Brian Armstrong, the CEO of Coinbase, shared how his team cut their AI spend significantly while still token-maxing, and they did it through better default models, routing, and caching rather than through friction and spend alerts, so their token usage grew exponentially while the actual spend stayed flat.

Token optimization is winning over just cost saving

When everything gets commoditized, the smarter move is to use all of it rather than bet on a single model. Routing does more than cut cost, because it also buys you reliability through failover between providers and speed by sending the simple tasks to the fastest model, all without sacrificing quality.

Routing improves cost, reliability, and speed

This is the Factory Router. When an engineer describes a task in plain language, the classifier reads it and scores the message content, the recent tool calls, the repo size, the language mix, and the difficulty, then assigns each model a quality-probability score and automatically picks the best fit for the job.

There are really four parts to it. You start by assigning a task, and because an organization can set different default models and permissions per role, sales, marketing, and engineers each begin from a sensible default. The classifier then scores how hard the task is, you set a quality threshold for what counts as good enough, and the router picks the cheapest model it predicts will clear that threshold. Our benchmark is deliberately conservative and still shows around 25% savings, which is likely higher in practice.

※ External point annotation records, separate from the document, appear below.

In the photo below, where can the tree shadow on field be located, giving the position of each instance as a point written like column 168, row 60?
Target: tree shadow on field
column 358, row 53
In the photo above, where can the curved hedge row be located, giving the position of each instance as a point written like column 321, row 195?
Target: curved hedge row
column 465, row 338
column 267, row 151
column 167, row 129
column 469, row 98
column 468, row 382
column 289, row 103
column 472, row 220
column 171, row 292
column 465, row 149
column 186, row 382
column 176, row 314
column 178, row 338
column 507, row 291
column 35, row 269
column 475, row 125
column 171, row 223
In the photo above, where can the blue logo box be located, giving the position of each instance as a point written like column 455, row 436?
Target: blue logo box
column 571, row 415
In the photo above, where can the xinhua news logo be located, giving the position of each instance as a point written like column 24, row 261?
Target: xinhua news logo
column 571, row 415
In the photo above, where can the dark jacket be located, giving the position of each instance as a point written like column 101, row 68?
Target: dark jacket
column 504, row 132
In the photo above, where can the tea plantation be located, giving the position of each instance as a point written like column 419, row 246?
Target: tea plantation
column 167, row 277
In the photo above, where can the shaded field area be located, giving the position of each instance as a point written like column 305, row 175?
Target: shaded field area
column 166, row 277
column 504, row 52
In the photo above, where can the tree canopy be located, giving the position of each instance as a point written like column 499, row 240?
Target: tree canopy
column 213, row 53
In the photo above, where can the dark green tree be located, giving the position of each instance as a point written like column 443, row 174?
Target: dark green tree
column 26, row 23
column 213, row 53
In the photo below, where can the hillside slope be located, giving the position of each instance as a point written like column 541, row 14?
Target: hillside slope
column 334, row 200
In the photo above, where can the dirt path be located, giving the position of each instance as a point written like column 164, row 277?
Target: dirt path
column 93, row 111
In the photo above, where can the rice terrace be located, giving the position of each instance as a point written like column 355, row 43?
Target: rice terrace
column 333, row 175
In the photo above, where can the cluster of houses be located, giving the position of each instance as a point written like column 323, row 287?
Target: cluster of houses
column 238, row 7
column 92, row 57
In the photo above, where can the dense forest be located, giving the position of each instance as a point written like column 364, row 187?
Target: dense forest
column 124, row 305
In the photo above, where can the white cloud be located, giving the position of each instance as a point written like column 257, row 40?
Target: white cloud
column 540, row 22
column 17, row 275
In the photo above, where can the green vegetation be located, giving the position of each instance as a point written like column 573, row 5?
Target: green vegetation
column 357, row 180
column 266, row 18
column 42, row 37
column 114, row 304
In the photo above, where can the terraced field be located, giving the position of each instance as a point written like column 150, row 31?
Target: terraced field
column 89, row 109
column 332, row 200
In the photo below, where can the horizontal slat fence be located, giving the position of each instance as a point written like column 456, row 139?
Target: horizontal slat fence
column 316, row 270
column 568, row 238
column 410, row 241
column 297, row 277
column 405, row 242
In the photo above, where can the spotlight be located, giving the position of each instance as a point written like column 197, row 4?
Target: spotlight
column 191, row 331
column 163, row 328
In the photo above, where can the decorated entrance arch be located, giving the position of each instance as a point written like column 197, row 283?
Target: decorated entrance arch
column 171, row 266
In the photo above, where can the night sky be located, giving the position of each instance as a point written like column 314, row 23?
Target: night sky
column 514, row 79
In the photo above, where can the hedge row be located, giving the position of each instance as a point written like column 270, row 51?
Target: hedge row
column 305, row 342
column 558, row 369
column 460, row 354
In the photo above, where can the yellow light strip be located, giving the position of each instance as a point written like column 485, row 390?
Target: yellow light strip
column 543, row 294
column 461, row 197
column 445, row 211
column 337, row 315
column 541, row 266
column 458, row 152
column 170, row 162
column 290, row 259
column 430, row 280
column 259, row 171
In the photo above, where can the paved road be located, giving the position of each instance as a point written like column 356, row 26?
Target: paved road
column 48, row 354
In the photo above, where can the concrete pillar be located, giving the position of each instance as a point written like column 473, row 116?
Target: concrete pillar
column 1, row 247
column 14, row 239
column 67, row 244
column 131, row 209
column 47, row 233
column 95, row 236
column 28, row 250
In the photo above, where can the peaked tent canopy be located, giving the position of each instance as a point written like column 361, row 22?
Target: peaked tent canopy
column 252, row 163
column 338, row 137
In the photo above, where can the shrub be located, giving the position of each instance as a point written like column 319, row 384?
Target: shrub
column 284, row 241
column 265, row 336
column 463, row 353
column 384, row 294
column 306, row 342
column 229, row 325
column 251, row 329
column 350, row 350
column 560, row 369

The magic of routing is in the classifier

A fair question is what happens when the routing gets it wrong. The router does not lock in its first decision, so it can upgrade mid-conversation and switch to a stronger model when a task turns out harder than expected, and the user always keeps an override.

What if the routing is wrong?

Caching matters so much for agents because a transformer does not really remember your conversation; on every turn it re-reads the entire history from scratch. Prefix caching lets it skip recomputing the parts that did not change, like the system prompt, the tools, and the skills, which makes the second turn roughly ten times cheaper than the first, and we pass those savings straight through to end users.

Caching is not a moat, though, since anyone can do it, including open models hosted on your own dedicated compute. The final price a user sees is a pricing decision rather than a technical one, and it comes down to how much of the savings you choose to pass on and what deals you strike with providers.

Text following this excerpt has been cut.